Size does not predict compliance. qwen3-5-legion (9B) scores better on system authority and negative instructions than qwen3-coder (34B). The 9B model runs the base instruct tune; the 34B model is a coding-specialist fine-tune that sacrificed some instruction-following rigidity for code generation performance. If you're routing through legion and need reliable agent behaviour, qwen3-5-legion is the pick over qwen-coder-legion unless raw code generation quality is the primary requirement.

The Phi-4-mini reasoning variants are not what they advertise (at least not to this probe). They're trained as reasoning models, but the reasoning is not externally extractable via the <think> tag protocol that works on DeepSeek and Devstral. Their system authority is Weak and they can't produce structured diffs.
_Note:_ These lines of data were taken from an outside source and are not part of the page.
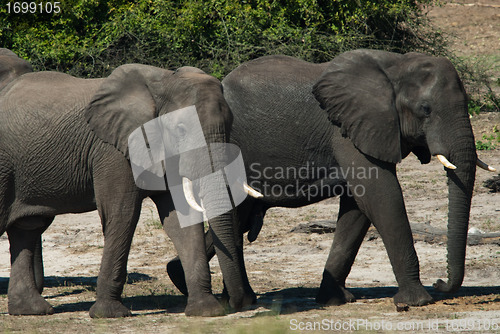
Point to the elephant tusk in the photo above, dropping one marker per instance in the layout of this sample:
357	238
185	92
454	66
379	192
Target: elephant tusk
251	191
187	187
485	166
445	162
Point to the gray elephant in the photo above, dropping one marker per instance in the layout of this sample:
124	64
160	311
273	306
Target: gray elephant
64	149
11	66
374	109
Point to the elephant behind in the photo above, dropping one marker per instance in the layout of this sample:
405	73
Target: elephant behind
374	109
64	149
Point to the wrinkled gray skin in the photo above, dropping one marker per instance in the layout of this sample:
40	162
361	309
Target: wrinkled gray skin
380	107
63	149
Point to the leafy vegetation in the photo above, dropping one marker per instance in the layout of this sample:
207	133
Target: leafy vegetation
89	38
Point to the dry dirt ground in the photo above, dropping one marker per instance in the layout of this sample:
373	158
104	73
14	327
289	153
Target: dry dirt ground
285	268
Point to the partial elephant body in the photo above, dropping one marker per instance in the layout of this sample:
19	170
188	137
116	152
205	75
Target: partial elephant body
374	109
64	149
273	103
48	151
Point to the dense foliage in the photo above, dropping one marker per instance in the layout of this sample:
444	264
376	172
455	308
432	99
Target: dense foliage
90	37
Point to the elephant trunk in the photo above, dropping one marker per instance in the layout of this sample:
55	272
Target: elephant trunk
460	187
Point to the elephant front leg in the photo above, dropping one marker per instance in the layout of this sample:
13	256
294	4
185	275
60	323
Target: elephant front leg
190	245
352	226
23	293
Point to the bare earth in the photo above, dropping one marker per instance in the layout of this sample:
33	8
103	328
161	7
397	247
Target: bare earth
285	268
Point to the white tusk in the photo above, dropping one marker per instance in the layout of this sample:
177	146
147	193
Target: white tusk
187	187
445	162
251	191
485	166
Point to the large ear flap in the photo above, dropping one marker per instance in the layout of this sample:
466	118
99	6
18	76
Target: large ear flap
359	97
126	100
11	66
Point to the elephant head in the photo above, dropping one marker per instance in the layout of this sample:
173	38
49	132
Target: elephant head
11	66
391	104
189	116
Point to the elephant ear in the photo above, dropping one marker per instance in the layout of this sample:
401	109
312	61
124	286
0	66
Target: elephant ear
359	97
126	99
11	66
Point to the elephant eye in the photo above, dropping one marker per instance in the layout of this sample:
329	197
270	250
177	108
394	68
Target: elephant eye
425	109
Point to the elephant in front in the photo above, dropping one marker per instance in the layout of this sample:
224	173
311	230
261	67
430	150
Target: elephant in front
313	131
64	148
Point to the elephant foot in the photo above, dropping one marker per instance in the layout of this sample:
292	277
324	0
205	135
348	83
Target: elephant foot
34	304
413	296
109	309
333	294
206	306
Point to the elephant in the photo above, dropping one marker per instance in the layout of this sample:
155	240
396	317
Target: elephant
314	131
11	66
65	148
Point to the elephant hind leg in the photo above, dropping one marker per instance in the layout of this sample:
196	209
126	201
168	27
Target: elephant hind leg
352	226
23	292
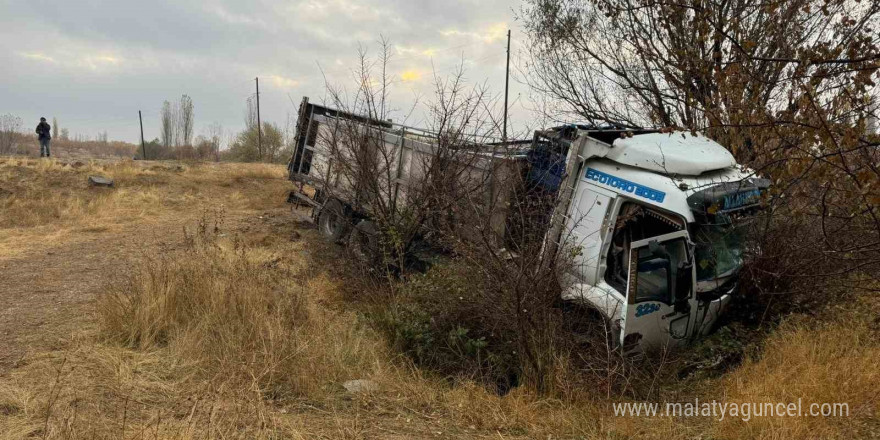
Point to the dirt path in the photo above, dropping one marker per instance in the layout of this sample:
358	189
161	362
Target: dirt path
46	293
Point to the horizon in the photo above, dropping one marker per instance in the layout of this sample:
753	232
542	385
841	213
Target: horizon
93	68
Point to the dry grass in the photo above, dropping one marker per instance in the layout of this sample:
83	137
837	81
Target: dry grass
242	333
47	202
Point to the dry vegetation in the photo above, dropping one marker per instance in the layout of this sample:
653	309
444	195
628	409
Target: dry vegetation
242	327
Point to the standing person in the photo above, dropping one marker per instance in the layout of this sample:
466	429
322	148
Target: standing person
43	131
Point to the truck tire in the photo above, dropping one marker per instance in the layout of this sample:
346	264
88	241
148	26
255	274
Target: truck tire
364	243
333	222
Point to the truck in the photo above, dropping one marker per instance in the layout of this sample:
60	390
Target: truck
654	217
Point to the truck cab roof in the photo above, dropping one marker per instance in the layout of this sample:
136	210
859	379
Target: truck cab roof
677	153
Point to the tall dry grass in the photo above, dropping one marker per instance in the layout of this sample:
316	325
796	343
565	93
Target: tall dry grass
235	335
50	202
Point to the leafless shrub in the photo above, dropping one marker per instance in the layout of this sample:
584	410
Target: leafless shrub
492	311
10	127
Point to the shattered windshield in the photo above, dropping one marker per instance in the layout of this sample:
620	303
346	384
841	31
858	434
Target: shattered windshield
719	250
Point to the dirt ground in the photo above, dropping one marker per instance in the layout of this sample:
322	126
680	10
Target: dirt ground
64	243
51	273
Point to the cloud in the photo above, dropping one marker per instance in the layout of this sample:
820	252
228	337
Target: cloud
37	57
491	33
94	64
283	82
410	75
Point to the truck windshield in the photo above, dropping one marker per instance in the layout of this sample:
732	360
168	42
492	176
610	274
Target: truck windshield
719	249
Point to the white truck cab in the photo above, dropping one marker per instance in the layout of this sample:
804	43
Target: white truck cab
653	221
651	218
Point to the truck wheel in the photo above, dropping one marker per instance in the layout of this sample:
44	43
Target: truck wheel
333	222
364	242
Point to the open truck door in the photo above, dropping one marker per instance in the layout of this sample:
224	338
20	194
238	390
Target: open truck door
661	304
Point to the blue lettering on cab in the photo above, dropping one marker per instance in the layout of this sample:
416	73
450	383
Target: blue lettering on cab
626	186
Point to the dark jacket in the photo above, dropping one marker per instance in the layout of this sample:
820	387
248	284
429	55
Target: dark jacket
43	129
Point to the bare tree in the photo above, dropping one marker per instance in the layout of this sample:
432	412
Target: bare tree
215	135
167	128
186	120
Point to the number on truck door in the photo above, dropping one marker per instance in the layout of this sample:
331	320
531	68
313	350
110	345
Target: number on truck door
660	293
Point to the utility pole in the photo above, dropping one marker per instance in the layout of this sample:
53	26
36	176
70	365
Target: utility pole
259	124
143	145
506	88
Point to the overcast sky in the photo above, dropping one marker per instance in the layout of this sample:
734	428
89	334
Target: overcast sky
94	64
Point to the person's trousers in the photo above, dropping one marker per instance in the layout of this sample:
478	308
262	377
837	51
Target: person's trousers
44	147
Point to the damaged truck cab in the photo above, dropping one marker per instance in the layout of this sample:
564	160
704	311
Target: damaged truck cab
651	219
654	220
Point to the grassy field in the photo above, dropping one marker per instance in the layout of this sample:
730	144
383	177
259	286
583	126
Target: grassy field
190	302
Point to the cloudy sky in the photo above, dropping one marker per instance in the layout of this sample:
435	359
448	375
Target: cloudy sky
94	63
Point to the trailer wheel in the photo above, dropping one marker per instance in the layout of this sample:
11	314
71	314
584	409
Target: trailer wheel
333	222
364	243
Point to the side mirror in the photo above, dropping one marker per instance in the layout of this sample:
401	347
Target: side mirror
682	306
658	251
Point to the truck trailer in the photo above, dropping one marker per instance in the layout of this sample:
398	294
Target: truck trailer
654	218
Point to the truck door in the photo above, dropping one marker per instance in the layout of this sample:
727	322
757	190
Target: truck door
661	305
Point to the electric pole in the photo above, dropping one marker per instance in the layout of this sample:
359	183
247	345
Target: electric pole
143	145
506	88
259	124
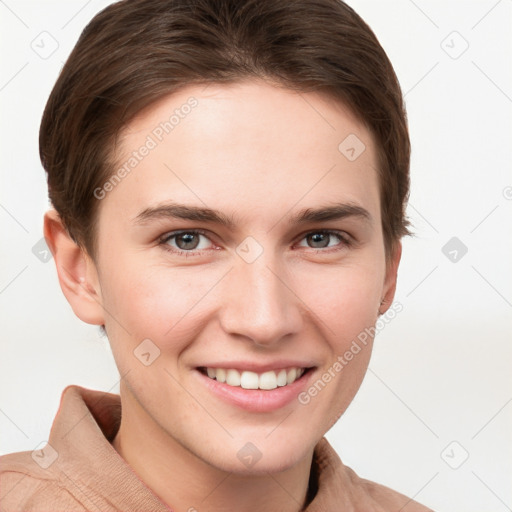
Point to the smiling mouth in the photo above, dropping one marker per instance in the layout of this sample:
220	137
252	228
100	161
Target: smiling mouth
251	380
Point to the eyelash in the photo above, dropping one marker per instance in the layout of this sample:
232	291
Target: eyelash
344	239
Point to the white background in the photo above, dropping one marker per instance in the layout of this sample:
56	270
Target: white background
440	370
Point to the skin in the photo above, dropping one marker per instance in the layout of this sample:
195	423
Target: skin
259	153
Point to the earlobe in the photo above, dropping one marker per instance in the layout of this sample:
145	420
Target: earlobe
389	288
76	271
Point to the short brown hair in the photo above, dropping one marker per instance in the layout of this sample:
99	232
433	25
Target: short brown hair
134	52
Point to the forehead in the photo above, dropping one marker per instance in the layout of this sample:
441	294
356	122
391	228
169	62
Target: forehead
246	147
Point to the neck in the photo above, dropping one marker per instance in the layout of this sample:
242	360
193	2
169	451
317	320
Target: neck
186	483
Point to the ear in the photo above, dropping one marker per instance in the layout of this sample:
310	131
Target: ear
77	272
389	288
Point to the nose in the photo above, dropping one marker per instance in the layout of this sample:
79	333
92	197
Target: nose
259	302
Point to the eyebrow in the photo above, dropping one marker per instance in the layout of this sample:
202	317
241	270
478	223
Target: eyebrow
204	214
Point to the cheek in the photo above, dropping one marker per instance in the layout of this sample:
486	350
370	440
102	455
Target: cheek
156	302
345	300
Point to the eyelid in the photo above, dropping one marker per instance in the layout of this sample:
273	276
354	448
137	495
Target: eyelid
345	240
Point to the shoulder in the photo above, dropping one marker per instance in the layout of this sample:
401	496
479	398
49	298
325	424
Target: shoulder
387	499
24	486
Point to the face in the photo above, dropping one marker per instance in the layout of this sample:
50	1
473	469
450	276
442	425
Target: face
242	245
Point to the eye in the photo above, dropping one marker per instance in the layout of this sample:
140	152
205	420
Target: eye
185	242
322	239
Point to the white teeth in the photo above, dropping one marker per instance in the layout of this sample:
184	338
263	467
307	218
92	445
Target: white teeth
233	378
268	380
249	380
281	378
252	380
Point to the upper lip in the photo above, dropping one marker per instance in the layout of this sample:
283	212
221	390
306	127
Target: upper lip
258	367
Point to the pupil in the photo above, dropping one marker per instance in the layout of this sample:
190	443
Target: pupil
188	241
320	238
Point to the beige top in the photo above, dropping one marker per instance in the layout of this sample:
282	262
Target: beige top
79	470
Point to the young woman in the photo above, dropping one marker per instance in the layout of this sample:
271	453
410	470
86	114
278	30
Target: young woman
229	180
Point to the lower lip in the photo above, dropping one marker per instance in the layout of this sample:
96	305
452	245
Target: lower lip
257	400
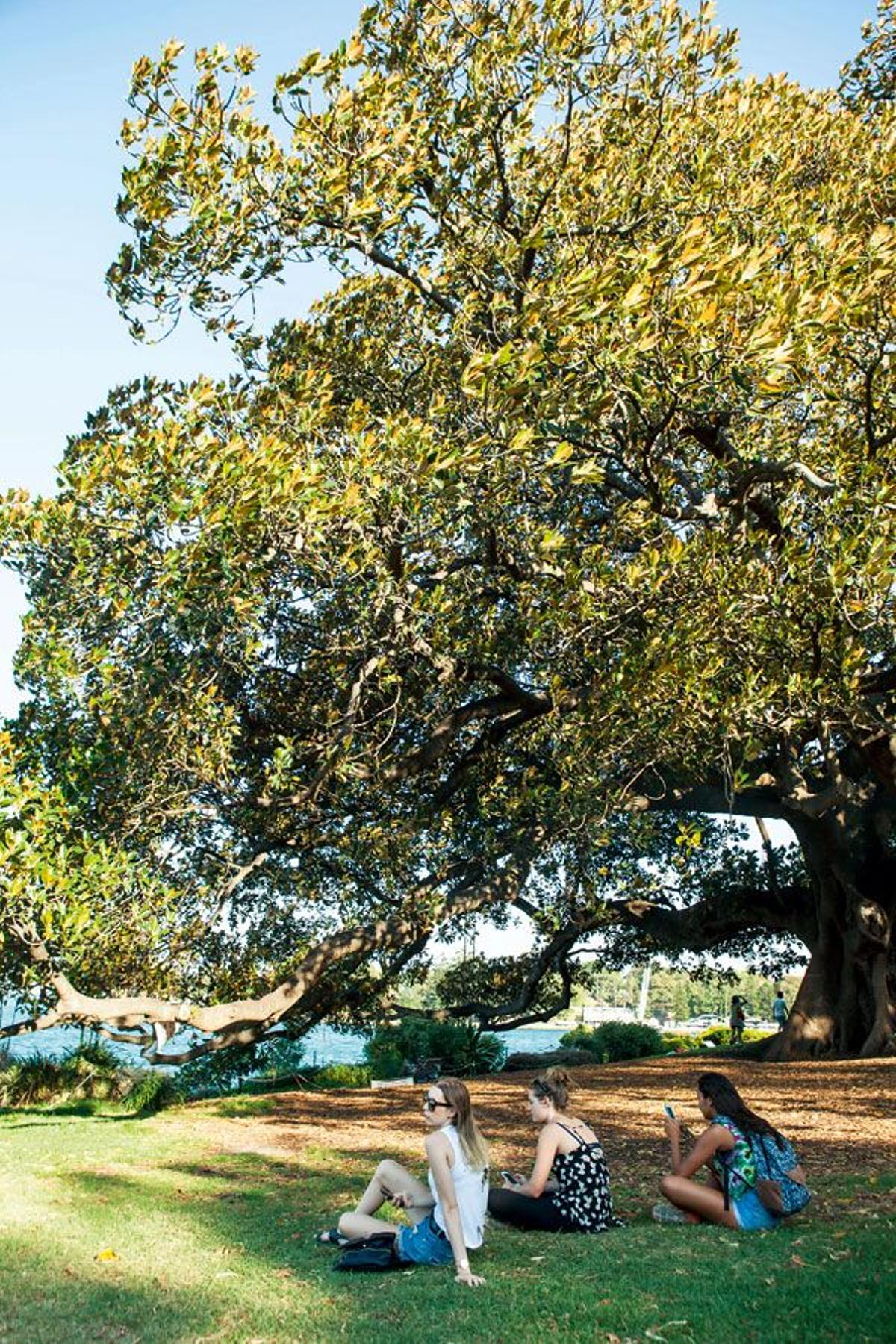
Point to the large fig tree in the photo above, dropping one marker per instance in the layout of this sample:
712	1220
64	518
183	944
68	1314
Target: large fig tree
564	520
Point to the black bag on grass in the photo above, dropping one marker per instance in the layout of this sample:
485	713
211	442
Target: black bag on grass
370	1254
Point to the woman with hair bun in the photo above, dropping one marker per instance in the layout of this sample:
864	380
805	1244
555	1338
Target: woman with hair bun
568	1189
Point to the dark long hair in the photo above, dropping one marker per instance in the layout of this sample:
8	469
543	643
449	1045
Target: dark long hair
727	1100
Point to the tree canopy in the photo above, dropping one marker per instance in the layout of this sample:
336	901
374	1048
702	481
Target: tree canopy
564	520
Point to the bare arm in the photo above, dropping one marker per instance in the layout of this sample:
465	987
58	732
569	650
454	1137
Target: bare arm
702	1154
438	1151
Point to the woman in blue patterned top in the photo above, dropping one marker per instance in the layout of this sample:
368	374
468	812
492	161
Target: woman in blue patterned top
726	1149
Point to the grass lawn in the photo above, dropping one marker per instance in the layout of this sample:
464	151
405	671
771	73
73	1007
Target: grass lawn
196	1225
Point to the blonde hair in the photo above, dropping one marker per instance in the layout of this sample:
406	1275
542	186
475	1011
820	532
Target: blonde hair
473	1145
554	1085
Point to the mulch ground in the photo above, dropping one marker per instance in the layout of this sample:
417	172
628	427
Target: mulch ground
841	1116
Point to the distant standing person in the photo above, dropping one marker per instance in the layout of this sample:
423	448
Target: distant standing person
780	1011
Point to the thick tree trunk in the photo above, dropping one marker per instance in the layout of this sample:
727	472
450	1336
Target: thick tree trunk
847	1003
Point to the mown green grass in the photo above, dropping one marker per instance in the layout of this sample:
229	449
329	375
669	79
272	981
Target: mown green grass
220	1246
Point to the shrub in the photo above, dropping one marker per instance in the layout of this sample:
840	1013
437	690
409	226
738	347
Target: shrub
151	1092
721	1036
339	1075
87	1071
613	1041
536	1062
679	1043
461	1048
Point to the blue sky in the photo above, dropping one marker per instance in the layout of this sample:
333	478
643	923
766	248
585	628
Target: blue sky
63	75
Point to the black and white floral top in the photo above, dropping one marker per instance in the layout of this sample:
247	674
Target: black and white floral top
582	1192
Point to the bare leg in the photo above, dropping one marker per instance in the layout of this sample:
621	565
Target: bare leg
700	1203
388	1179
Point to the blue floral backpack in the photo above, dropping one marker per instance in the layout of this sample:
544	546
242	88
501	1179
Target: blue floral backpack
758	1163
777	1189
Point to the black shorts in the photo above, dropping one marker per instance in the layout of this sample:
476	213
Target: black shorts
528	1214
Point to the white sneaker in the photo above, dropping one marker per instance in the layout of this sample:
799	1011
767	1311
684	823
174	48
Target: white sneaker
668	1214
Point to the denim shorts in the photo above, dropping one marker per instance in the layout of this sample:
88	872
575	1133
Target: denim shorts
425	1243
753	1216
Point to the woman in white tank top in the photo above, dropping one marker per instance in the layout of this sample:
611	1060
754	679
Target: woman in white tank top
448	1218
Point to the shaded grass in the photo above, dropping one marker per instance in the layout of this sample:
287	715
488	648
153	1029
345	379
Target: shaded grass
218	1245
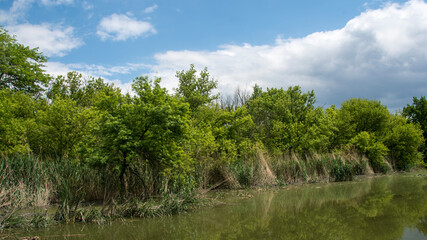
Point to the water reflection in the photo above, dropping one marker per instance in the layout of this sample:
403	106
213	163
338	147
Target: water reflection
391	207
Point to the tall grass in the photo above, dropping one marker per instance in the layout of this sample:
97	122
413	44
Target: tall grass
272	168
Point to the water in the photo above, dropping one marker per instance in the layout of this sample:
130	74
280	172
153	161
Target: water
389	207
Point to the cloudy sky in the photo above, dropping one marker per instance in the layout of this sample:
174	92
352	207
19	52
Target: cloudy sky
341	49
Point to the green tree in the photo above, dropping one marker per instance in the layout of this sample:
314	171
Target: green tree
64	129
21	68
288	120
404	140
361	115
196	90
417	113
16	119
152	126
375	150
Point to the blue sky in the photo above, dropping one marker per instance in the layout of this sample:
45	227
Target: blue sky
371	49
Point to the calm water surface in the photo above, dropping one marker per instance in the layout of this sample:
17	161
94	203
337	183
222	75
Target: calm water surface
389	207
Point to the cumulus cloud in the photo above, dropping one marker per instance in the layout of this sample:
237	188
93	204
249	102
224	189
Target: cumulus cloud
16	11
56	2
52	40
120	27
150	9
87	6
92	70
380	54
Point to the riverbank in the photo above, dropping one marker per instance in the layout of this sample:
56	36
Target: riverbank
174	201
393	205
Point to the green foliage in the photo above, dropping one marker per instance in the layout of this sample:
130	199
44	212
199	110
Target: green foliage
361	115
375	150
195	90
64	129
341	172
287	120
21	68
404	140
417	114
151	126
16	117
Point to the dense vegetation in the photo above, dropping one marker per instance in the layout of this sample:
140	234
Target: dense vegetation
73	139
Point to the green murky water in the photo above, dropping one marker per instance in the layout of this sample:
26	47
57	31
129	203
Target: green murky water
389	207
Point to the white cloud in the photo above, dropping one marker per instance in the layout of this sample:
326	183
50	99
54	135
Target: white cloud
119	27
56	68
380	54
151	9
87	6
16	11
56	2
52	40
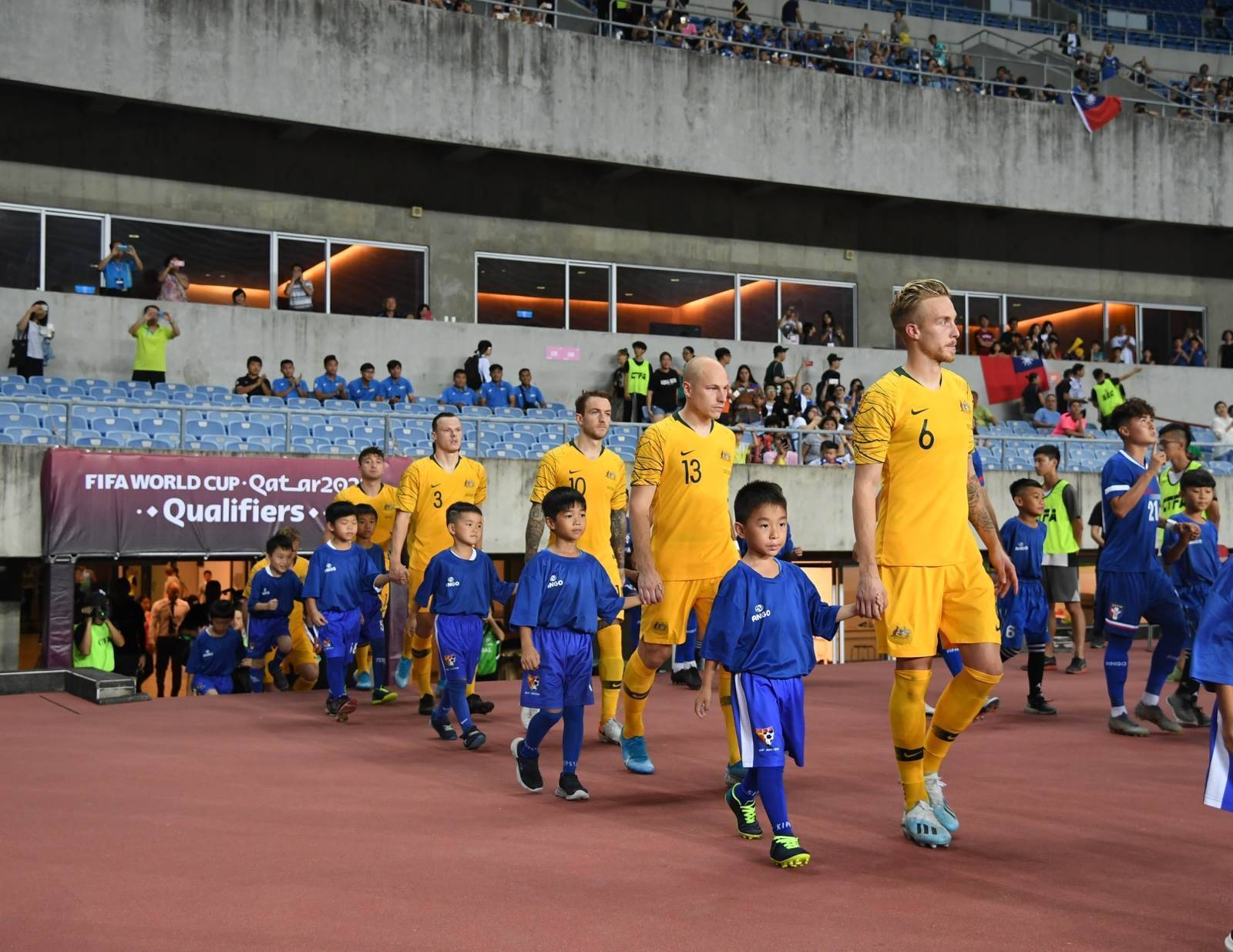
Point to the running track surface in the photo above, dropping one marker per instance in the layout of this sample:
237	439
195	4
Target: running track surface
257	823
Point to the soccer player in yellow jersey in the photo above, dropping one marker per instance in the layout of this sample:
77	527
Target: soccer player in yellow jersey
304	656
684	544
583	464
429	486
371	491
920	570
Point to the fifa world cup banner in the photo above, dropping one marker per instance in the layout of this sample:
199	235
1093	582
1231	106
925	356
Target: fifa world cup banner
135	504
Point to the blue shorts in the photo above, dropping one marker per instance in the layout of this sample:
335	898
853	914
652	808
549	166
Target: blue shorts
373	627
341	634
201	683
459	639
770	716
1122	598
263	633
564	677
1025	615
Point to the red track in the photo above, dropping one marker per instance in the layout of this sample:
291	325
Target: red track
258	823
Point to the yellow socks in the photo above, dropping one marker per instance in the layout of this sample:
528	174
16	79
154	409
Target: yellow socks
422	664
637	685
610	671
725	704
908	730
956	709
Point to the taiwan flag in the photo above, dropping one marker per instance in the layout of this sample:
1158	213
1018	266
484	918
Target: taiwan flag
1094	109
1006	377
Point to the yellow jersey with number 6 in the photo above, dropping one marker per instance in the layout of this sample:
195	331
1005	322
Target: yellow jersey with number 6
690	525
922	438
602	484
427	491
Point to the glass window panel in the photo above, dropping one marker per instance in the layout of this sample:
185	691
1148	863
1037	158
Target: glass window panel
1076	323
682	303
18	248
310	254
760	315
216	260
978	307
361	277
825	311
1165	334
590	293
73	253
509	291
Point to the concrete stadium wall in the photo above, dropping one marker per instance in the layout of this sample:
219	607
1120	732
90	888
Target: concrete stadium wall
398	69
820	504
453	240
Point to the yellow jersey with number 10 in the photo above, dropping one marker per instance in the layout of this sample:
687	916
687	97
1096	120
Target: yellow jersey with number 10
922	438
690	523
427	491
602	484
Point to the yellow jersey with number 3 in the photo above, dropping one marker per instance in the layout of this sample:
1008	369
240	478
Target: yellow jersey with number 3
385	502
922	438
602	484
690	525
427	491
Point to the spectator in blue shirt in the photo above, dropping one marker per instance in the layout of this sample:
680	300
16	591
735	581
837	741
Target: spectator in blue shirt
330	385
117	269
499	391
365	387
398	387
528	396
459	395
1047	417
289	385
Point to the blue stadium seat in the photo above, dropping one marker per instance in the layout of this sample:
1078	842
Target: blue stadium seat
96	441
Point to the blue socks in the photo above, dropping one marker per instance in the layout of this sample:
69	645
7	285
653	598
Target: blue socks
336	676
571	739
768	783
1117	658
379	664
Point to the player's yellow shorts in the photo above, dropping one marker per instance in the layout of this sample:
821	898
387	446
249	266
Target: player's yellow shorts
955	601
665	622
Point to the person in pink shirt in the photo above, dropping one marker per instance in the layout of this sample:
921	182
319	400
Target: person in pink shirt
1072	422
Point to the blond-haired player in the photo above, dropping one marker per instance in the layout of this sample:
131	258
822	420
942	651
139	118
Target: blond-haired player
583	464
371	490
428	488
304	656
684	544
920	568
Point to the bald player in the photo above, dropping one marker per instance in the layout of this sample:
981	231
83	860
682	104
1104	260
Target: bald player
684	544
304	656
428	488
381	496
586	465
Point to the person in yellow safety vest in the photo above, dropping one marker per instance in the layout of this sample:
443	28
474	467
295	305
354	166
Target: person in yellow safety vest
1107	392
638	381
1060	572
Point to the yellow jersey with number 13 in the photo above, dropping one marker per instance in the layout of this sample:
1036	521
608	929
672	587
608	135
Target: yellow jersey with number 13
602	484
690	525
427	491
922	438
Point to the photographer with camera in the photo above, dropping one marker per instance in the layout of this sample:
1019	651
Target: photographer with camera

They might still be useful for direct Q&A tasks where thinking is implicit, but they're not ready for agentic pipelines as currently deployed.

What's still pending

The following models were added to the fleet after this probe run and profiles are not yet available:

phi4-mini-instruct-beast, phi4-mini-reasoning-beast — beast-node variants of the legion/mx minis
qwen3-5-beast — beast-node 9B; interesting to see if it matches legion's instruction-following scores
qwen3-6-27b — 128K context Qwen3 27B, first run pending
qwen3.5-122B-A10B — the big one; needs dedicated 77 GB VRAM window
devstral-2-small-mx — needs isolated P4 run (8 GB exclusive)

This post will be updated, or a follow-up will cover the new entries once those probes complete.